Police identify heavy construction in Tel Aviv as the root cause of depriving horses of sleep and recurring injuries; Public security minister; ‘We have a moral obligation to take care of animals used in security.’

The Tel Aviv District Police Department (TADPD) has recently discovered a new problematic phenomenon stemming from intense building construction near police horse farms which is rendering its horses unfit for service.

As a result of the incessant noise, the horses, which are constantly on alert to be sent to confront any security situation, suffer from distress and concomitant injuries.

Until a few years ago, there were about 16 active duty horses in the TADPD which were raised in a special farm near the Herzliya police station. Today however, half of them are not fit to serve due to various wounds which they have sustained.

Three years ago, construction work began on tall residential buildings in close proximity to the farms. Unbeknownst to police, the developments were taking their toll on the physical well being of the police cavalry horses themselves. However, as time passed, they became increasingly aware of the recurring injuries.

Photo: Police spokesperson's unit
Photo: Police spokesperson’s unit


Time after time, the horses were injured and bleeding from their hooves and on their legs which prevented them from being deployed in police activities for varying time periods depending on the severity of the injury.
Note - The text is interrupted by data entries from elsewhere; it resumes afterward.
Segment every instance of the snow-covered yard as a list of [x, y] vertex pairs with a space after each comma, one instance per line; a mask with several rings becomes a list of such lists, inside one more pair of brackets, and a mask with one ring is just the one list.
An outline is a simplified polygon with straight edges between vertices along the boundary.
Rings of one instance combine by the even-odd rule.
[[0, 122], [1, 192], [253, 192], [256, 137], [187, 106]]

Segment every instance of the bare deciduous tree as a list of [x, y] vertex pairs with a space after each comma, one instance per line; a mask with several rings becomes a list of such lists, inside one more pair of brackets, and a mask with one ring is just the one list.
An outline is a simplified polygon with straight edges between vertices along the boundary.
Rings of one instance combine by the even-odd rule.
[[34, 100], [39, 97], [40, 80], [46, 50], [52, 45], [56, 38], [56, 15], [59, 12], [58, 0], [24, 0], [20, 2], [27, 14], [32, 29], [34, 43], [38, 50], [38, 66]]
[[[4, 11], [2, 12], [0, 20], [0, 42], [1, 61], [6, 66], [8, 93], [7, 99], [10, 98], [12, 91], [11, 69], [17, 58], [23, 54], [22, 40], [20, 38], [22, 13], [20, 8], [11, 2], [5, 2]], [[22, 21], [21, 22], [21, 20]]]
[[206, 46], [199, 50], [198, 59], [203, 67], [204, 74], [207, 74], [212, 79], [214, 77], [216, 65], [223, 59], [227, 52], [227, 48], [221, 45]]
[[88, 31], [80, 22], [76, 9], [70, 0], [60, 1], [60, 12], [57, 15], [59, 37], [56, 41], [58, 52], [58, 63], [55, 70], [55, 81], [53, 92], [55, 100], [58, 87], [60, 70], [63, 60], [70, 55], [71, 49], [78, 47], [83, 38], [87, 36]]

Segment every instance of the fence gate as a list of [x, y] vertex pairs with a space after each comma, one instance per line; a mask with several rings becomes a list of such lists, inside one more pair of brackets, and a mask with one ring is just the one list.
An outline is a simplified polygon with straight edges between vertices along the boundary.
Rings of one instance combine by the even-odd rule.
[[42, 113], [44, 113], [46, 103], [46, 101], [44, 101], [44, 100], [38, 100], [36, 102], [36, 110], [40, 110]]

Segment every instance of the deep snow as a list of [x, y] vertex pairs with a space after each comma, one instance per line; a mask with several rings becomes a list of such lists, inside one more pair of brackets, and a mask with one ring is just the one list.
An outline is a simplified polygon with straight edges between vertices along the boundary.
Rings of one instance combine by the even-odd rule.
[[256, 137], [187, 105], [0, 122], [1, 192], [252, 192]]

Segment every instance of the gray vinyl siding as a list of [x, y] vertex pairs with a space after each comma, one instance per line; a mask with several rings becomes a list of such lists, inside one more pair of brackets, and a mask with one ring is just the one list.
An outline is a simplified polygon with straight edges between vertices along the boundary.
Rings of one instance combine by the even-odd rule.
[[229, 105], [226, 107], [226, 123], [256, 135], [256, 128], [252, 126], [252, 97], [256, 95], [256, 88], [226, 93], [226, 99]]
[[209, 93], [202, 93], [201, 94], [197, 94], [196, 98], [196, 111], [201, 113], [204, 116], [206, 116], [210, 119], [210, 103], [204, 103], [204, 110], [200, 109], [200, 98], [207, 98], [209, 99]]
Since the police failed to understand the cause of the injuries, psychologists and horse experts were brought to the farm in order to ascertain their origins. After a short while, they discovered that the noise caused by the construction in the vicinity, which continues practically uninterrupted day and night, was causing shock to the horses and consequently depriving them of sufficient rest or sleep. Agitated, the horses repeatedly stamp their hooves and push each other thereby causing injuries as they crash into the metal railing in which they are enclosed.
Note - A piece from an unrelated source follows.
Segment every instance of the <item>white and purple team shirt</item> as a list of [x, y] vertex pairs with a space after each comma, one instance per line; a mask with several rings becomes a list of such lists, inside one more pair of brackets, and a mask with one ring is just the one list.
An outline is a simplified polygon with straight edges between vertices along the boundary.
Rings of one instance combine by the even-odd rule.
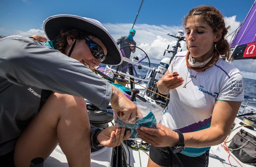
[[[181, 86], [170, 90], [170, 101], [161, 123], [182, 133], [209, 127], [216, 100], [244, 100], [243, 78], [238, 69], [220, 58], [213, 66], [198, 72], [187, 67], [187, 52], [177, 53], [168, 68], [170, 73], [178, 72], [184, 81]], [[183, 88], [188, 83], [187, 88]], [[197, 156], [210, 148], [185, 147], [181, 153]]]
As a result of the injuries, three of the horses have recently been taken off active police duty. The number of ready-for-duty horses has been reduced to just 13. However, of these 13, five are currently injured.

“It really breaks my heart to see what the horses go through,” said a policeman familiar with their suffering. “They suffer from the noise in the surroundings of the farm and are not able to function. It harms them and it harms us, as well as the work of the police.” Professionals who checked the horses all agreed that finding a new home for the horses was of paramount importance.

So serious had the matter become, workers in the farm raised the subject with the local police commander, Moshe (Chico) Edri who then brought it to the direct attention of Public Security Minister Gilad Erdan who gave the green light to finding a new and more appropriate home for the horses. Thus far however, all attempts to find new stables have failed.

Some of the farms to which some wanted to send the horses were on agricultural lands or without proper permits. Other farm owners refused to take the horses fearing that they would would be unable to handle such a large number of police horses while simultaneously managing their business of raising regular horses.

At the request of the minister, a special team in the police was therefore established specifically to find a plot of land in any area in central Israel on which a new farm can be established. “I was shocked to see the suffering of the police horses,” Erdan lamented on Saturday. “We have a moral obligation to take care of the animals which are used in the police and which, in practice, protect us with their bodies. I will do everything possible to relieve their distress.”